Page MenuHomePhabricator

Track k8s deployments that runs unreleased changes to the charts
Open, In Progress, Needs TriagePublic

Description

Problems to solve:

  1. Detecting homedir deploys
  2. Detecting unreleased config tweaks
  3. Detecting whether there are unreleased changes, or the deployment running previous version

We have similar one-off for admin_ng, see script and timer, T331894.

Event Timeline

atsuko changed the task status from Open to In Progress.EditedApr 23 2026, 8:47 AM
atsuko added a subscriber: RLazarus.

Wrapping my head around @RLazarus charlie.py, as it is "recursively searches out helmfile services in a given repository or subtree, identifies all the environments for each service, and diffs or applies them by shelling out to helmfile". It seems like the helmfile discovery is solved here, and it runs periodically, so it would be useful to make it generate metrics.

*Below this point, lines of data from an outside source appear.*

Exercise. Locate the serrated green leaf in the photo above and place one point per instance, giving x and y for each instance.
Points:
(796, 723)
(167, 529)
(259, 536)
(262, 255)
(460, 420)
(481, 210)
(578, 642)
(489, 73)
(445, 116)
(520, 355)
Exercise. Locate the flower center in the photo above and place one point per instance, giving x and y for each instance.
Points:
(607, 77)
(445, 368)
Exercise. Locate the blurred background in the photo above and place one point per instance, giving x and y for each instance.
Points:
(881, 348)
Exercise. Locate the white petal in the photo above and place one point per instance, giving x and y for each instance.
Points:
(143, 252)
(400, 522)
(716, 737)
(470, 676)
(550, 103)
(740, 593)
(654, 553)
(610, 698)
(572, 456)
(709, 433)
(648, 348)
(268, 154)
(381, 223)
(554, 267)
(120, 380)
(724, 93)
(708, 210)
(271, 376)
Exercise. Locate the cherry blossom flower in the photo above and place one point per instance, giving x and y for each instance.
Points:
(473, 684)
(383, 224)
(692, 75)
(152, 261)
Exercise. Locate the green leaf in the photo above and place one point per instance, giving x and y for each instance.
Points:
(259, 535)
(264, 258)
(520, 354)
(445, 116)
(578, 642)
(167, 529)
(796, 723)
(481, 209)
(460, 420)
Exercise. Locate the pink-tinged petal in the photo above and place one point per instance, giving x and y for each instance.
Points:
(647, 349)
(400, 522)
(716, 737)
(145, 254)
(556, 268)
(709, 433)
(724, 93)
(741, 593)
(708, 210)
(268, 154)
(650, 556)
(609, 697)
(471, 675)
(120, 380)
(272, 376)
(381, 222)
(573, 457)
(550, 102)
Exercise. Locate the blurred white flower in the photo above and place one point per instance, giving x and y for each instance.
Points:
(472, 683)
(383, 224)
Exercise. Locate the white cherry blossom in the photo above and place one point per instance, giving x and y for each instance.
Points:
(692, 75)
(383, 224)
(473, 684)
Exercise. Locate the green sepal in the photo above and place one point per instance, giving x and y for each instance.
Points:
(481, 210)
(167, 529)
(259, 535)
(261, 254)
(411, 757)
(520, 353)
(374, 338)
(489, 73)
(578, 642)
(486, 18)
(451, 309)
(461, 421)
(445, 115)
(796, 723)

For all purposes, running charlie --dry_run --services_dir admin_ng diff produces the same information as check_admin_ng_pending_changes.py when invoked for all environments. I'm considering

  1. making it a library
  2. adding prometheus exporter to expose error code and maybe the chart versions

Code and history is copied to gitlab/sre/charlie, now there are two commands:

  1. /usr/bin/charlie that works like previous /usr/local/bin/charlie,
  2. /usr/local/bin/charlie-prom --services_dir admin_ng that inherits functionality of check_admin_ng_pending_changes.py.

Change #1277471 had a related patch set uploaded (by Atsuko; author: Atsuko):

[operations/puppet@production] deployment_server: move charlie/admin_ng to debian package

https://gerrit.wikimedia.org/r/1277471

Change #1277471 merged by Atsuko:

[operations/puppet@production] deployment_server: move charlie/admin_ng to debian package

https://gerrit.wikimedia.org/r/1277471

Rolled out the replacement script, thanos helmfile_admin_ng_pending_changes didn't change. Going to roll it out for dse services as well now.